Exchange-traded funds do not turn long-term investors into speculative day traders, according to a new Vanguard research paper.
In fact, the paper revealed that contrary to what critics claim, the ETF “temptation effect”—the supposed tendency of investors to trade more after they choose the investment vehicle, because of the availability of intraday trading—is not a likely source of observed high trading volume activity among ETFs.
While the study did uncover somewhat higher relative trading activity among ETF investments compared with their mutual fund counterparts, some of that difference is simply a reflection of different investors and characteristics associated with the two investments. For example, the study found that relative to investors in traditional mutual funds, investors who purchase an ETF are more likely to be male, to be over the age of 60, or to check their investment balances at least daily.
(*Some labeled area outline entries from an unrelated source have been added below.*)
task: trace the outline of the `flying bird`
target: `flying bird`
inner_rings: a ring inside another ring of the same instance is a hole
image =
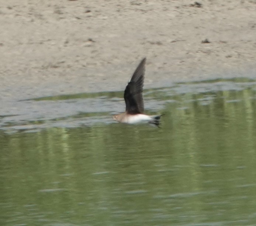
[[[113,119],[120,122],[135,124],[148,123],[159,127],[160,118],[163,115],[147,115],[143,114],[144,103],[142,92],[146,58],[139,63],[126,86],[124,98],[125,112],[113,115]]]

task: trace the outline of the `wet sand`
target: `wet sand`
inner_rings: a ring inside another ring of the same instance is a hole
[[[256,1],[194,2],[2,3],[1,102],[123,90],[144,57],[146,89],[256,78]]]

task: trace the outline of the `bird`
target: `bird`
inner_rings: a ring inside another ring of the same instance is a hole
[[[148,115],[144,112],[143,85],[146,58],[141,61],[131,76],[124,91],[125,111],[113,115],[113,119],[119,122],[128,124],[146,123],[155,125],[159,128],[160,118],[162,115]]]

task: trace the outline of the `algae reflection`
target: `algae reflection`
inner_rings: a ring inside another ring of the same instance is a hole
[[[148,90],[162,129],[0,130],[1,225],[253,225],[256,90],[236,85]]]

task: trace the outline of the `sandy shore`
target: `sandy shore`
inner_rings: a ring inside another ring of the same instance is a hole
[[[199,2],[3,2],[2,100],[122,90],[145,56],[145,88],[256,78],[256,1]]]

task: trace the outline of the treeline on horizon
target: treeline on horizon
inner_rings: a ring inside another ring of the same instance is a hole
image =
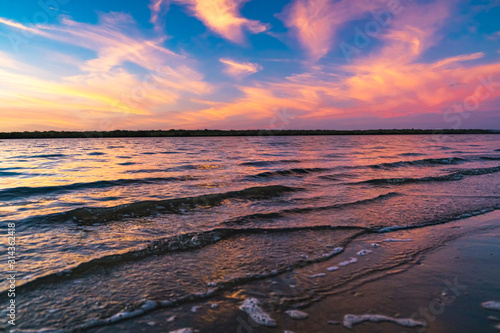
[[[115,130],[0,132],[0,139],[203,137],[203,136],[290,136],[290,135],[408,135],[408,134],[500,134],[482,129],[378,129],[378,130]]]

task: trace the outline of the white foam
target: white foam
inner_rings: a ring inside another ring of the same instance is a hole
[[[372,323],[389,321],[404,327],[427,326],[427,323],[423,321],[414,320],[411,318],[393,318],[375,314],[364,314],[364,315],[347,314],[344,316],[344,327],[352,328],[354,325],[360,324],[365,321],[371,321]]]
[[[114,316],[106,318],[106,319],[90,320],[90,321],[88,321],[80,326],[77,326],[76,329],[77,330],[85,330],[85,329],[89,329],[89,328],[93,328],[93,327],[113,324],[113,323],[116,323],[116,322],[119,322],[119,321],[122,321],[125,319],[129,319],[129,318],[138,317],[138,316],[141,316],[147,312],[150,312],[150,311],[158,308],[160,304],[161,304],[161,302],[159,303],[156,301],[146,300],[144,302],[144,304],[136,310],[118,312]]]
[[[307,313],[299,310],[288,310],[285,313],[293,319],[306,319],[309,316]]]
[[[500,311],[500,302],[488,301],[481,303],[481,306],[488,310]]]
[[[339,266],[340,267],[345,267],[347,265],[350,265],[350,264],[354,264],[355,262],[358,262],[358,259],[356,258],[349,258],[349,260],[346,260],[346,261],[342,261]]]
[[[372,253],[371,250],[366,250],[366,249],[363,249],[361,251],[359,251],[358,253],[356,253],[358,256],[366,256],[367,254],[370,254]]]
[[[185,327],[175,331],[168,331],[168,333],[193,333],[193,329],[191,327]]]
[[[333,257],[334,255],[336,254],[339,254],[340,252],[344,251],[344,248],[343,247],[336,247],[333,249],[332,252],[330,253],[324,253],[323,254],[323,258],[330,258],[330,257]]]
[[[255,321],[259,325],[275,327],[276,320],[271,318],[269,314],[264,312],[259,306],[260,302],[256,298],[247,298],[243,301],[243,304],[240,305],[240,310],[248,313],[250,318]]]
[[[315,277],[323,277],[325,275],[326,275],[326,273],[318,273],[318,274],[309,275],[309,277],[315,278]]]

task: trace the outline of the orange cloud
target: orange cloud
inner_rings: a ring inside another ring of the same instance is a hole
[[[385,9],[386,4],[381,0],[362,0],[355,4],[345,0],[295,0],[280,17],[294,31],[309,57],[316,61],[335,45],[335,34],[344,23],[368,11]]]
[[[260,33],[268,26],[240,15],[248,0],[172,0],[188,6],[190,12],[210,30],[234,43],[244,41],[243,29]]]
[[[219,61],[226,65],[225,73],[235,78],[243,78],[262,70],[262,66],[251,62],[237,62],[226,58],[219,59]]]
[[[79,67],[77,75],[48,79],[51,73],[38,70],[26,74],[30,66],[0,53],[2,116],[7,110],[16,110],[8,114],[10,117],[17,114],[22,119],[23,114],[36,109],[46,114],[40,119],[48,119],[49,115],[62,116],[78,119],[82,124],[116,116],[122,119],[134,115],[151,116],[160,106],[188,101],[190,96],[212,91],[203,75],[192,68],[192,60],[162,47],[162,39],[141,37],[128,15],[102,15],[97,25],[67,18],[61,23],[58,26],[39,25],[36,29],[43,31],[45,38],[92,50],[97,56],[86,62],[69,61]],[[23,29],[17,24],[10,26]],[[142,67],[144,73],[130,73],[124,67],[128,62]],[[66,115],[59,114],[62,110]]]

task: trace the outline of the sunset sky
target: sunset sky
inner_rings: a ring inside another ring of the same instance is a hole
[[[500,1],[4,1],[0,120],[500,129]]]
The study’s analysis of trading behavior found that people in these three groups tend to trade more often, regardless of which investment vehicle they choose.
“Our individual investor data show that the majority of both traditional mutual fund and ETF investments are held in a prudent, buy-and-hold manner,” stated Joel Dickson, one of the study’s authors and a principal in Vanguard’s Investment Strategy Group. “While differences exist between the characteristics of people who buy each investment type, our analysis shows that claims of speculative trading behavior among ETF investors are greatly exaggerated.”
Vanguard researchers analyzed more than 3.2 million transactions in more than 500,000 positions held in traditional mutual fund and ETF share classes of four different Vanguard index funds from 2007 through 2011.